Se ve, entonces, que esta imbricación entre ambos se sintetiza con toda propiedad en la figura del discipulado perfecto, porque, al amor de madre al que era llamada, Doña Lucilia acrecentó el amor de sierva. En todas las minucias de la vida se notaba esta disposición de obedecer y dejarse guiar en todo por él, coadunada al deseo de ayudarlo y servirlo: ¡ella daría su vida por él, así como él daría su vida por ella!
En una reunión en 1972, refiriéndose a este fenómeno, el Dr. Plinio hizo la siguiente confidencia, empleando una imagen muy bonita: «Cuando yo era pequeño, mamá me cogió en sus brazos y, hasta donde sus brazos alcanzaron, me llevó al seno de la Iglesia; más tarde, cuando ya era adulto, la cogí de la mano y la llevé hasta el fondo de la Iglesia».
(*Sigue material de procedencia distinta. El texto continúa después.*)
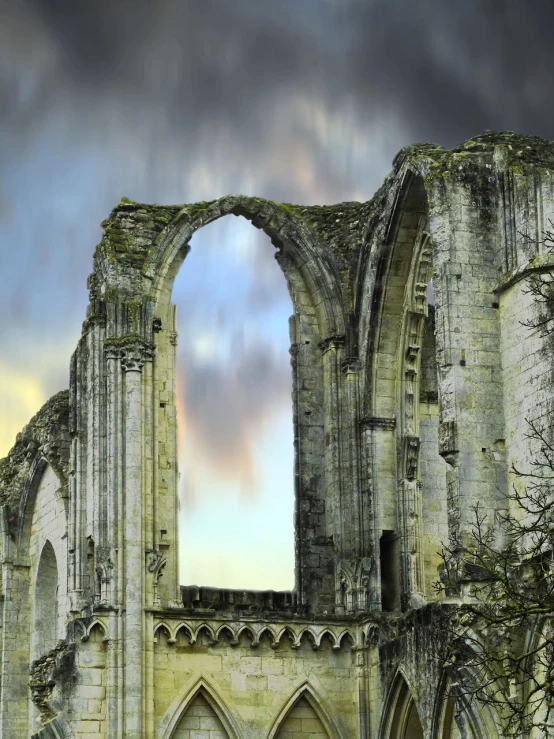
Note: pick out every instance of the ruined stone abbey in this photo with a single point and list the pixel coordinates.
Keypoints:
(405, 414)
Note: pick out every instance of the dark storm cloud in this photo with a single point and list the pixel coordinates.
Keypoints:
(172, 101)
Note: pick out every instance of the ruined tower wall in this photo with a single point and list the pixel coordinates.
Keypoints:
(405, 416)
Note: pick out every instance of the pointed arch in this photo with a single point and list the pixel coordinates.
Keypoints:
(178, 709)
(286, 234)
(401, 718)
(305, 692)
(45, 607)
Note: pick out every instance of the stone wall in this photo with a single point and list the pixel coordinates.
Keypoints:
(405, 417)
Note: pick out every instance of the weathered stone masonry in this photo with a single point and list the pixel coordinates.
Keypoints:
(405, 415)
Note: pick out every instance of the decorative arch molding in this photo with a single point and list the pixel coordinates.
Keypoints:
(478, 724)
(399, 704)
(317, 700)
(286, 233)
(277, 633)
(179, 706)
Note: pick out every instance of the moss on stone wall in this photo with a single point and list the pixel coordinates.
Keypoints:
(47, 432)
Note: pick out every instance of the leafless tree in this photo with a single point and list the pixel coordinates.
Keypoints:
(501, 571)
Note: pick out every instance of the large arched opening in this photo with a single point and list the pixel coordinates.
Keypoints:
(234, 411)
(317, 316)
(402, 719)
(45, 621)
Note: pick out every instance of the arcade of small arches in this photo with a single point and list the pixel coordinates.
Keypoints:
(405, 415)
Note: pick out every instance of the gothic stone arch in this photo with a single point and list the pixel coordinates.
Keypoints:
(404, 417)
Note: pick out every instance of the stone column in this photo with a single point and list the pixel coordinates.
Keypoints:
(15, 642)
(133, 357)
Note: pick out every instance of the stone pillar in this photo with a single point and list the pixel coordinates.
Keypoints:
(133, 356)
(15, 642)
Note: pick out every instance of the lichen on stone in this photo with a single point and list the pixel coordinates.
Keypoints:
(47, 433)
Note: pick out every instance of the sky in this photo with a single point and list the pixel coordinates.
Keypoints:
(177, 101)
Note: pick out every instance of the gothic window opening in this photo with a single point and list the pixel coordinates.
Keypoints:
(301, 721)
(234, 411)
(389, 549)
(403, 720)
(200, 720)
(45, 622)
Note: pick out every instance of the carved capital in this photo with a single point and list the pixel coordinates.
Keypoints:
(411, 456)
(155, 562)
(132, 351)
(377, 422)
(334, 341)
(448, 438)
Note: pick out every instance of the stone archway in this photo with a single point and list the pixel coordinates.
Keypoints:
(45, 608)
(402, 718)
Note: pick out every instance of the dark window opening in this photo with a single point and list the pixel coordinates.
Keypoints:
(390, 576)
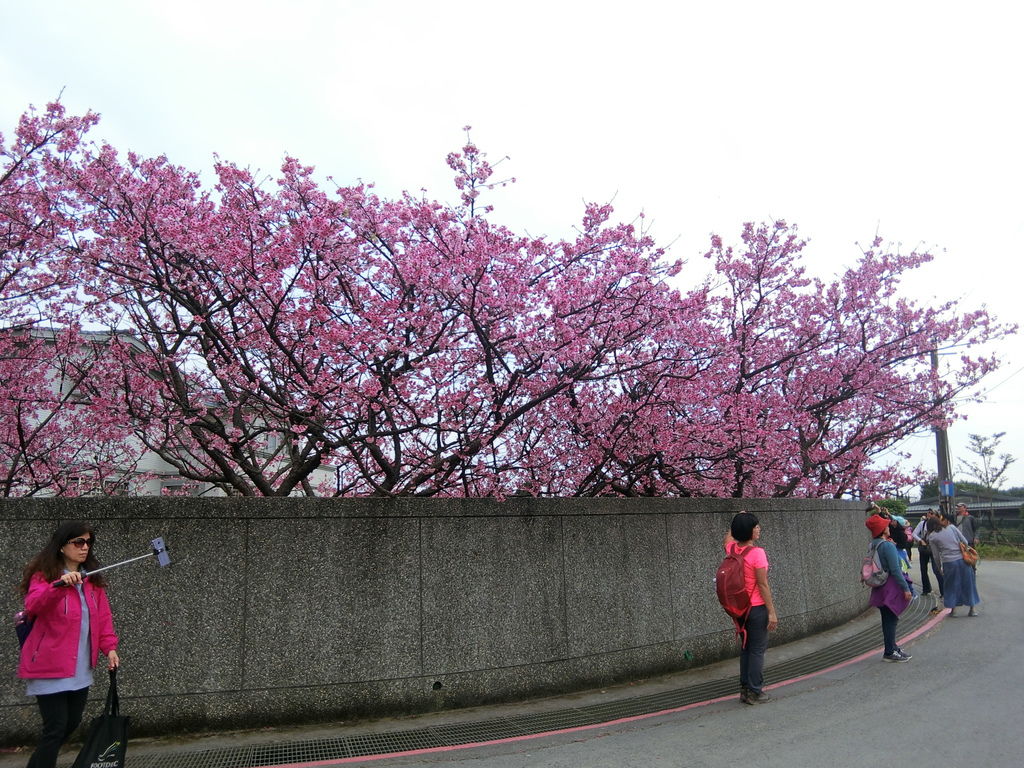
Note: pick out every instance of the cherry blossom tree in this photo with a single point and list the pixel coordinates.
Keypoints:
(275, 338)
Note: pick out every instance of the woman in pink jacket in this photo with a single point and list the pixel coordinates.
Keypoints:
(72, 626)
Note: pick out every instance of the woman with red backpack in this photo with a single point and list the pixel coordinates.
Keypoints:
(761, 619)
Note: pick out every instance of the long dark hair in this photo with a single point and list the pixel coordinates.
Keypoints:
(49, 561)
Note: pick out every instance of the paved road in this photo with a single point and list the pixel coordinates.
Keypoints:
(957, 702)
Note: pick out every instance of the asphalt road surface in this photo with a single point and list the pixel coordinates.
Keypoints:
(956, 702)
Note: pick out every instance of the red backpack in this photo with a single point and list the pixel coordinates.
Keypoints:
(730, 584)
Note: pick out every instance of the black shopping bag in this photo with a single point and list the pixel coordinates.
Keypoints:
(108, 739)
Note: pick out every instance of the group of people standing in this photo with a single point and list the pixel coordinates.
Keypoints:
(939, 541)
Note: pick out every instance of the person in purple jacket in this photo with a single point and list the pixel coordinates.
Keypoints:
(72, 626)
(892, 597)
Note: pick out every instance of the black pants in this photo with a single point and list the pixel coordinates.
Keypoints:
(61, 714)
(889, 622)
(752, 658)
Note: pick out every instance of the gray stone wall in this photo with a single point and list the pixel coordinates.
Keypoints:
(281, 610)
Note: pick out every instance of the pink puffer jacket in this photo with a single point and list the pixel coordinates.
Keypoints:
(51, 649)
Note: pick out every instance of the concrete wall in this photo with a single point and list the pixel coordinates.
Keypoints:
(283, 610)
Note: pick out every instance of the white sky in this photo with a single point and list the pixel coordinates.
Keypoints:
(903, 118)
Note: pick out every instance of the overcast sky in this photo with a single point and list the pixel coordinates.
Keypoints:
(897, 118)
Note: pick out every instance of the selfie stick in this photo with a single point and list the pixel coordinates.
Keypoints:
(159, 551)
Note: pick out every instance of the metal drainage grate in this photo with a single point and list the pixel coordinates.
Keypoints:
(455, 734)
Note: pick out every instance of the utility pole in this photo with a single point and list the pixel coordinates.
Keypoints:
(942, 454)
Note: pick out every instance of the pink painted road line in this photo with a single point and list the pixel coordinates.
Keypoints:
(577, 729)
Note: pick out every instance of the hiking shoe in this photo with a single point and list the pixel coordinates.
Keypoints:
(895, 656)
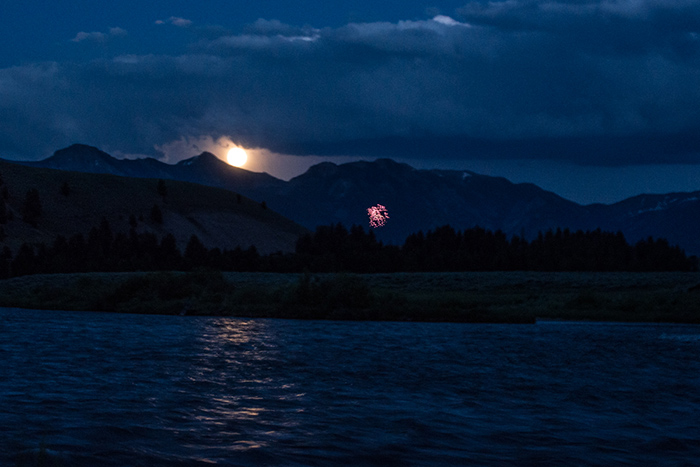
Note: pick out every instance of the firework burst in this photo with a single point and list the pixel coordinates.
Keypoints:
(378, 215)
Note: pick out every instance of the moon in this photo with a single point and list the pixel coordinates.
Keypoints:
(237, 157)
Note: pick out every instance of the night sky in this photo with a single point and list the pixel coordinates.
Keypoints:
(594, 100)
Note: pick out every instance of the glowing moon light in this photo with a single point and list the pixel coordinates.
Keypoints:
(237, 157)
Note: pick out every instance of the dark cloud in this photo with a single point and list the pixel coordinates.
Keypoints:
(590, 82)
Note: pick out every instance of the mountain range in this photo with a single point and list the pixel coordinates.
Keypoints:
(73, 203)
(415, 199)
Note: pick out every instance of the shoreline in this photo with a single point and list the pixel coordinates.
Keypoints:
(475, 297)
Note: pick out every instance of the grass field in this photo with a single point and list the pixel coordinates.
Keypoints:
(517, 297)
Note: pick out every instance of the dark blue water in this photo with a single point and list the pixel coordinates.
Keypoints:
(127, 390)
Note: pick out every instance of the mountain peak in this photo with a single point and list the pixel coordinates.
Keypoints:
(206, 158)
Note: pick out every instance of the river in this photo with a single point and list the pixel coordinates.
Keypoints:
(99, 389)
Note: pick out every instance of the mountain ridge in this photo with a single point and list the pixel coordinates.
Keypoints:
(422, 199)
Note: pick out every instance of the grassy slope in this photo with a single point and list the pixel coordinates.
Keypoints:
(475, 297)
(212, 214)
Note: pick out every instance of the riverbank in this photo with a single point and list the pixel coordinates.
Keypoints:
(496, 297)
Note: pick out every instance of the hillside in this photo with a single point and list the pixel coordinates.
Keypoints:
(416, 199)
(220, 218)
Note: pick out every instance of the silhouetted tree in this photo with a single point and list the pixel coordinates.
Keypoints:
(65, 189)
(24, 262)
(156, 214)
(5, 261)
(3, 212)
(32, 207)
(195, 252)
(162, 189)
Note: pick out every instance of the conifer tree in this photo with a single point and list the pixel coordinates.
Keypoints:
(156, 214)
(65, 189)
(32, 207)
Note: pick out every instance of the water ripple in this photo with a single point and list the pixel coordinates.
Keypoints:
(107, 389)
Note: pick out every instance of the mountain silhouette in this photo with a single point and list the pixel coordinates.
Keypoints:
(416, 199)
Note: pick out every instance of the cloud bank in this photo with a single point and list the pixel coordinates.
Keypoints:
(598, 83)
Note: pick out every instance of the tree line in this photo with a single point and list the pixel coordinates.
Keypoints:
(334, 248)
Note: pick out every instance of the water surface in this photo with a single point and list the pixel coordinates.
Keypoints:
(108, 389)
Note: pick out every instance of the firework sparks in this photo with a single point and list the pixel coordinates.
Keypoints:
(377, 216)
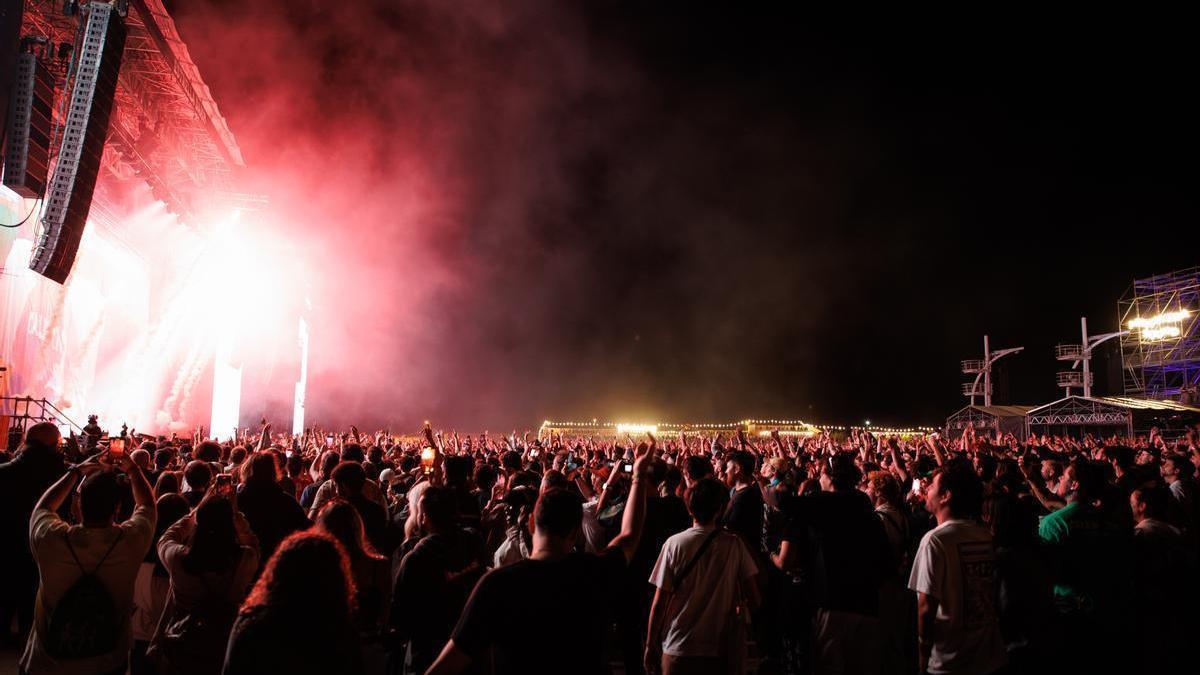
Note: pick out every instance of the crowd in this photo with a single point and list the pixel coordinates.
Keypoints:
(357, 553)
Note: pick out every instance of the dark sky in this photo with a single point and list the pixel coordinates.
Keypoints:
(661, 210)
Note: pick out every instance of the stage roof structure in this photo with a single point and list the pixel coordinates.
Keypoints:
(1077, 414)
(999, 419)
(166, 127)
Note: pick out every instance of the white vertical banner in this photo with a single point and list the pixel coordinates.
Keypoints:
(301, 384)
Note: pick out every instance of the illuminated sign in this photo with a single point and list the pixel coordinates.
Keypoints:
(634, 429)
(1159, 327)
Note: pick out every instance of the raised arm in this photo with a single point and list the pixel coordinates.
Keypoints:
(635, 507)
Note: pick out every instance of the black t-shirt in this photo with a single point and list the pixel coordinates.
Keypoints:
(847, 551)
(544, 616)
(664, 517)
(431, 589)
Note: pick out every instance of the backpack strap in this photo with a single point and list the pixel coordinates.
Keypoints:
(691, 563)
(94, 569)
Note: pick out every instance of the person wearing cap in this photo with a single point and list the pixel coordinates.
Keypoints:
(849, 557)
(37, 465)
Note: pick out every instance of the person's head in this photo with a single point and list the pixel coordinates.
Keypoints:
(456, 470)
(957, 491)
(1012, 523)
(309, 578)
(883, 488)
(672, 479)
(510, 461)
(352, 452)
(348, 477)
(208, 451)
(696, 467)
(1149, 502)
(739, 467)
(1084, 479)
(553, 479)
(1051, 471)
(706, 500)
(413, 525)
(43, 436)
(197, 475)
(438, 509)
(655, 472)
(840, 472)
(100, 499)
(259, 469)
(984, 465)
(375, 454)
(485, 477)
(162, 458)
(171, 507)
(167, 483)
(294, 465)
(329, 460)
(1120, 457)
(214, 545)
(142, 458)
(1176, 467)
(340, 519)
(557, 519)
(238, 455)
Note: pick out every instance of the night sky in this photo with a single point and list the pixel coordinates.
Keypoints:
(655, 210)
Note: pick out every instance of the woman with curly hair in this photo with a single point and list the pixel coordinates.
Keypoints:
(299, 616)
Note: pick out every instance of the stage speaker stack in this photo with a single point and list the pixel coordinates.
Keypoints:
(27, 156)
(97, 60)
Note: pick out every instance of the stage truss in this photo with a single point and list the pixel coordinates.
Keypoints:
(166, 129)
(1167, 364)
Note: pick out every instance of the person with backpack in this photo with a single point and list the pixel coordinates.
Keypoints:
(82, 619)
(211, 555)
(706, 581)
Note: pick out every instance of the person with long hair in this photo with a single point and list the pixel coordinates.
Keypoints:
(298, 617)
(153, 585)
(371, 569)
(211, 556)
(273, 514)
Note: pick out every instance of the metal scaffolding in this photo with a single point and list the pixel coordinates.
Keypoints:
(1161, 348)
(166, 129)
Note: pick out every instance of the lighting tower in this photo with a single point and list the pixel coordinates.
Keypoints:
(982, 368)
(1081, 353)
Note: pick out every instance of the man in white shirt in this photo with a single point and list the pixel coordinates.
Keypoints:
(954, 578)
(111, 550)
(702, 575)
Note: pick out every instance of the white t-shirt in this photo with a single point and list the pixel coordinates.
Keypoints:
(957, 565)
(48, 541)
(700, 609)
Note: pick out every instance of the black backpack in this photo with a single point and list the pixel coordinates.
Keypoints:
(84, 622)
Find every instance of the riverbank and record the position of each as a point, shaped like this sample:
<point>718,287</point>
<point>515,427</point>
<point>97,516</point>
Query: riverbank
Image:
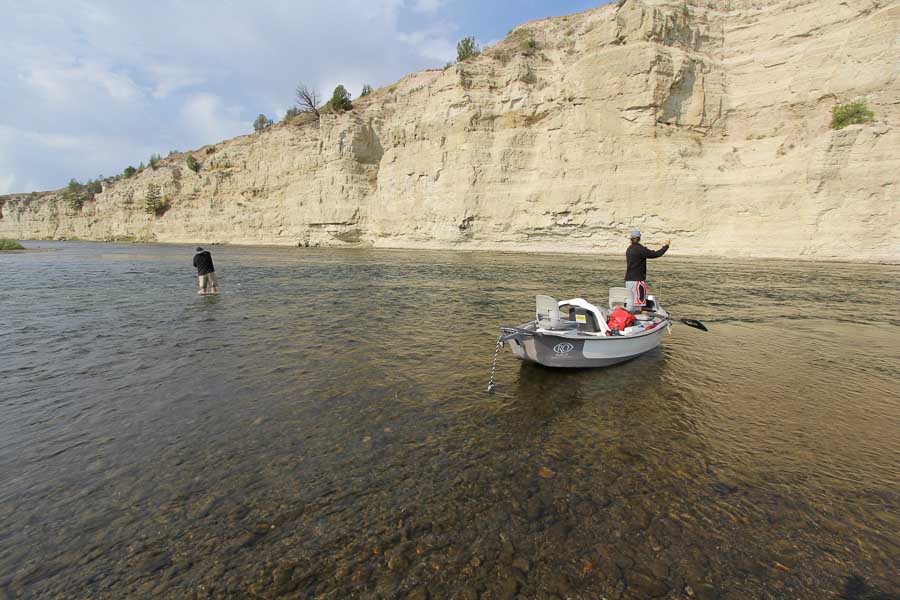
<point>344,457</point>
<point>501,248</point>
<point>9,245</point>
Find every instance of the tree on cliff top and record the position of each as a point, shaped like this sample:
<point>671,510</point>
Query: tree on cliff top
<point>340,100</point>
<point>261,122</point>
<point>466,49</point>
<point>308,100</point>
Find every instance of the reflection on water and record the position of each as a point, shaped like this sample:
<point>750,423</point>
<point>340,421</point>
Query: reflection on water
<point>320,429</point>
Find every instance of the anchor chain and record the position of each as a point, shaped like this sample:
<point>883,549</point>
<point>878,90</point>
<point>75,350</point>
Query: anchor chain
<point>491,384</point>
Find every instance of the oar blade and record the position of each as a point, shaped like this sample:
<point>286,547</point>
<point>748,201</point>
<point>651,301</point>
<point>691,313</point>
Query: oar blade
<point>694,323</point>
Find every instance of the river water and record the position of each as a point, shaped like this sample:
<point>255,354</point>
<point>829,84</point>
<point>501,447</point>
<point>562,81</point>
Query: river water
<point>321,429</point>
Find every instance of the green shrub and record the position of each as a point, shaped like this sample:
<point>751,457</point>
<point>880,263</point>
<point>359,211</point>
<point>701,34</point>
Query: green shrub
<point>10,245</point>
<point>466,49</point>
<point>850,114</point>
<point>154,203</point>
<point>340,100</point>
<point>529,44</point>
<point>262,122</point>
<point>291,113</point>
<point>74,195</point>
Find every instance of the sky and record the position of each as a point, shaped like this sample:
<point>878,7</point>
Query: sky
<point>88,87</point>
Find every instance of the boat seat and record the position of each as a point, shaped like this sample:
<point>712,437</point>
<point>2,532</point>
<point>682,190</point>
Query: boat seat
<point>547,313</point>
<point>619,297</point>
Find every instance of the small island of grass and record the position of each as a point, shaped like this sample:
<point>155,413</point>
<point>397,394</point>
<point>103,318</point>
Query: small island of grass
<point>10,245</point>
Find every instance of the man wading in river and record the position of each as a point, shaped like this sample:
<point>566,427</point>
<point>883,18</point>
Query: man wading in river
<point>636,272</point>
<point>206,272</point>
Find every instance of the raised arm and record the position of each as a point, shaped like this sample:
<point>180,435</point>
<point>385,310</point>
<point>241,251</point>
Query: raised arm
<point>648,253</point>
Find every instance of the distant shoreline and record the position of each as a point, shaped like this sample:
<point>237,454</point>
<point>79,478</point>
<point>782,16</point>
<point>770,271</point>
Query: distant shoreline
<point>513,248</point>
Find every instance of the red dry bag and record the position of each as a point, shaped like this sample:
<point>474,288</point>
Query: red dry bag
<point>620,319</point>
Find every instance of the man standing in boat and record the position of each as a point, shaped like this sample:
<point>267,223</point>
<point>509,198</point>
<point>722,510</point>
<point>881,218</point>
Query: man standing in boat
<point>206,272</point>
<point>636,272</point>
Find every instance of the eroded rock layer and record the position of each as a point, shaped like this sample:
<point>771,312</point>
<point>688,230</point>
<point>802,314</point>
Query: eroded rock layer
<point>703,121</point>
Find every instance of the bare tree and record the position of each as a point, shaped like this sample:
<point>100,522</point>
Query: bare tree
<point>308,100</point>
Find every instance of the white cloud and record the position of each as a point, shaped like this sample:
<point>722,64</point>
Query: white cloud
<point>209,119</point>
<point>428,6</point>
<point>6,183</point>
<point>59,83</point>
<point>93,85</point>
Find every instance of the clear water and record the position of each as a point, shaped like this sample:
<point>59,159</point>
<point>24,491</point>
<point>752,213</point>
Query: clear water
<point>321,429</point>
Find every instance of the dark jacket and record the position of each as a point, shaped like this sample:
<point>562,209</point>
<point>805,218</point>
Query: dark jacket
<point>203,262</point>
<point>636,257</point>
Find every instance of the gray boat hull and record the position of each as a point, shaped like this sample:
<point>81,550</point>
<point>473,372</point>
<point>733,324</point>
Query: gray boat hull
<point>577,350</point>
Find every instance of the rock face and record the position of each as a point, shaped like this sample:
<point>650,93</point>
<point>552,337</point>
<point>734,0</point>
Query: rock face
<point>703,121</point>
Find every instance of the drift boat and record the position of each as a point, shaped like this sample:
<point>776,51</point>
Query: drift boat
<point>584,338</point>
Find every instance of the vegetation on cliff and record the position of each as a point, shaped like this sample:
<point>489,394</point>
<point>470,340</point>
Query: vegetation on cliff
<point>262,122</point>
<point>154,202</point>
<point>77,193</point>
<point>10,245</point>
<point>466,49</point>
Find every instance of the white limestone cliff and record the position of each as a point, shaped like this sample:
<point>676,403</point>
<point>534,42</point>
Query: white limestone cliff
<point>705,122</point>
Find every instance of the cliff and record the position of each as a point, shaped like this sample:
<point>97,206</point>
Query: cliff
<point>703,121</point>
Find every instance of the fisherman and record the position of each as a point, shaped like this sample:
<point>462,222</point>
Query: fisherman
<point>206,272</point>
<point>636,271</point>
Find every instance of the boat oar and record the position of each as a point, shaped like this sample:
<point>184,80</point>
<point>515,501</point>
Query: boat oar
<point>689,322</point>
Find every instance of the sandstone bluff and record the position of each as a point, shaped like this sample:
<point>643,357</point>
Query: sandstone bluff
<point>703,121</point>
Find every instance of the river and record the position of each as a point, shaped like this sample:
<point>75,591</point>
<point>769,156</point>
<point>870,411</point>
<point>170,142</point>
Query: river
<point>321,429</point>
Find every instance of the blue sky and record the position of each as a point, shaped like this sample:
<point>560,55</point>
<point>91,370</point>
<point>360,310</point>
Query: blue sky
<point>91,86</point>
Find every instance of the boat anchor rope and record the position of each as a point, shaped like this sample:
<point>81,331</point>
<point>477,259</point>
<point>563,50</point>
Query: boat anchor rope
<point>491,384</point>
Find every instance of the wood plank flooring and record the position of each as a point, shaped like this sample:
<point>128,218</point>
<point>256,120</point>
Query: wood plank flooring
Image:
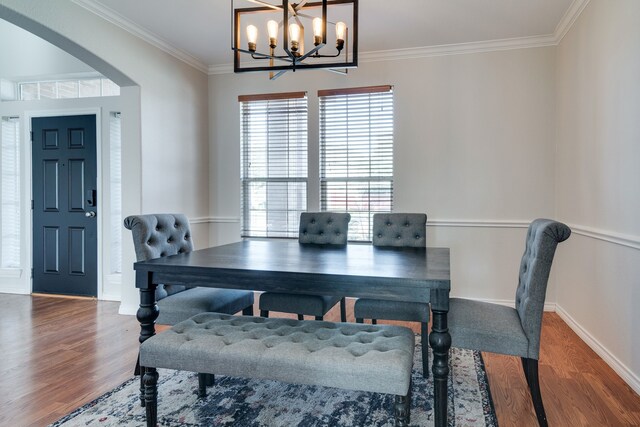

Años después, recordando esa frase diría él: «¡Fue eso tal cual! ¡Es el resumen de la historia de los dos! Mucha gente podría pensar: “Este amor filial, tan explicable, proviene del orden natural”.
Pero este amor entraba poco; lo que entraba era, eso sí, la unión con la Iglesia Católica».
El amor entre ambos, por amor a la Iglesia, era tal que, en 1994, el Dr. Plinio quiso explicarlo completando aquella frase tan expresiva de Doña Lucilia: «Vivir es estar juntos, mirarse y quererse bien».(«Esta hermosa y luminosa frase expresa con sublimidad lo que podríamos llamar ¡concepción “luciliana” de la vida!» (MonsJoão S. Clá Dias). La afirmación de Doña Lucilia fue en 1950, durante una conversación con el Dr. Plinio, para expresarle cuánto le sería pesaroso el que tuviese que dejar por algún tiempo la convivencia con ella). En aquella ocasión, dejó claro que tal amor mutuo ultrapasaba las propias barreras de la muerte y se adentraba en la eternidad: «Si vivir es estar juntos, mirarse y quererse bien, después de la muerte de uno de los dos, para quien se queda, vivir es recordar, recordar una vez más, rezar y esperar el Cielo».
Cfr. CLÁ DIAS, EP, João Scognamiglio. El Don de Sabiduría en la mente, vida y obra en Plinio Corrêa de Oliveira. Editrice Vaticana 2016 Parte I pp. 166 ss.